Post Dedicated to Satay

 

It was another week of meetings and working on articles at home so Cheri suggested that I make another post about culture. Food is cultural too right? One of our favorite delicacies here is satay, spelled "sate" in Bahasa Indonesia. We travelled by train 1.5 hours on our P-day yesterday to try to the satay shown above. Here in Kuala Lumpur the locals told us that the best satay is in a place called Kajang, so we went there to check it out and it was pretty good indeed. We got 10 sticks of beef and 10 of chicken. We have not found pork satay in Malaysia or Indonesia because it is not halal but we have had it in Singapore. The little bowl on the side contains peanut sauce. The meat is marinated overnight before it is cooked over hot coals and the peanut sauce is made by roasting and then grinding peanuts and mixing them with fresh ingredients such as shallots, candelnut, ginger root... We generally order some rice to go with this which is not shown in the picture.
This man is cooking the satay. It is always cooked like this. A guy stands there and fans the the coals as he cooks, watching carefully and turning each stick until it is perfectly charred but not overcooked. 
Here is menu board showing all the various kinds of satay at this location: turkey (super expensive here), chicken liver, chicken feet, chicken bone (don't ask me how they do that), rabbit, deer, tripe, lung, spleen, duck, beef, and goat. Plenty of things for more adventurous types. We think we will stick to chicken and beef. 

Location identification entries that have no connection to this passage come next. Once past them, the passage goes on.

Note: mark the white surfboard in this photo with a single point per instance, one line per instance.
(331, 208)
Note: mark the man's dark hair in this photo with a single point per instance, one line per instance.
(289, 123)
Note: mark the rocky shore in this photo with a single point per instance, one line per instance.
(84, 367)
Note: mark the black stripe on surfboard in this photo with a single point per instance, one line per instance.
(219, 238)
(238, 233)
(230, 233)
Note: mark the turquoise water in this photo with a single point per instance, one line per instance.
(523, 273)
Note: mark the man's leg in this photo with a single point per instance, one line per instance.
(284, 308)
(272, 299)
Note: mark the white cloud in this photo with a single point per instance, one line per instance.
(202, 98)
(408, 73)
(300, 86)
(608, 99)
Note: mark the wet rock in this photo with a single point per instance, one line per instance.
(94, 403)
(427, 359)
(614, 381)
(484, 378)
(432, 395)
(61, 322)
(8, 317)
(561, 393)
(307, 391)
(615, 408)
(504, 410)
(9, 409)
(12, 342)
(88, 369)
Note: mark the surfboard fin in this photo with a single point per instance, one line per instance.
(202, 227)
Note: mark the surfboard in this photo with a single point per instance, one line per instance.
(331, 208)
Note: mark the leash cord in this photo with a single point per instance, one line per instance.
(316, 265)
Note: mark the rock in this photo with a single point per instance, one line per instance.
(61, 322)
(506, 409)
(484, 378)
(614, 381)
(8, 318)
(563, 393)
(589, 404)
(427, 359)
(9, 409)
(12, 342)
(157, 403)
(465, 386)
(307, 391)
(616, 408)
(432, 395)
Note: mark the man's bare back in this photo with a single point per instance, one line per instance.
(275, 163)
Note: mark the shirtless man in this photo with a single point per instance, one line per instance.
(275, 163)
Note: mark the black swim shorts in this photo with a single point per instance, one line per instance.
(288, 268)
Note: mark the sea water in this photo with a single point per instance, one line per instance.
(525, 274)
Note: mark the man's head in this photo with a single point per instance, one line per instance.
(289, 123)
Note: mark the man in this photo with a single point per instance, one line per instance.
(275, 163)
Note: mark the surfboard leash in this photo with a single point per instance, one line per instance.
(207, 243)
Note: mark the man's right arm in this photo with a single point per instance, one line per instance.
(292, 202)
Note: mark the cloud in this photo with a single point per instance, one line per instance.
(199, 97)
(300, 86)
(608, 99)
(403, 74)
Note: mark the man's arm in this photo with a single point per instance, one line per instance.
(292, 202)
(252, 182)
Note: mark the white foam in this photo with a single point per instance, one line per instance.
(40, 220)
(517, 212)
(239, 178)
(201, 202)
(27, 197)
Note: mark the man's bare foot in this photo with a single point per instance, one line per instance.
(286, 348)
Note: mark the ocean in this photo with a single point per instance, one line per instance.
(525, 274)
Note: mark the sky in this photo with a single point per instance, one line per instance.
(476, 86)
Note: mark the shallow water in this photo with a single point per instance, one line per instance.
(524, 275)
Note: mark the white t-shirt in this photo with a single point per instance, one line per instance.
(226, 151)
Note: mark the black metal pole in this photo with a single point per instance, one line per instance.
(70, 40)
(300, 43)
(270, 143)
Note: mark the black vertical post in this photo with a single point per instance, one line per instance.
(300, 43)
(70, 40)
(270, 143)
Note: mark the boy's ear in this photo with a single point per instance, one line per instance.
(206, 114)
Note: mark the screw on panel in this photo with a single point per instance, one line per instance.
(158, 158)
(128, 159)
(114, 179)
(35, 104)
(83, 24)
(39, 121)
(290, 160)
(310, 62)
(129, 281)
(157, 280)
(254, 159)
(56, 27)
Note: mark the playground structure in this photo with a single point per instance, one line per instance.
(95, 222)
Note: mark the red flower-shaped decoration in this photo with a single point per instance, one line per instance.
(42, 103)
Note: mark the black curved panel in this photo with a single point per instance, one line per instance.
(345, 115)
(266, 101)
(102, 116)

When its raining or we just don't feel like going out for dinner we often Gojek some food. Kinda like Uber Eats but always brought to you on a motorcycle. We can get really good satay this way in Jakarta in just 30 minutes. We order it with lontong. I can't find a good picture of lontong, but imagine rice that is cooked in a cylinder made from a banana leaf so that it is tightly packed. Then it is cut up into slices and you jab those slices with the end of your sate stick and dip them in the peanut sauce and they are wonderful. It is traditional to also serve sliced cucumbers and shallots with the satay which you eat in the same way. Makes the meal a little more balanced.

Cheri just sent me these two pictures from our cooking class in Bali. Among other dishes we made satay. Bali has their own recipe for satay that uses "bumbu bali" (balinese spice) in the peanut sauce.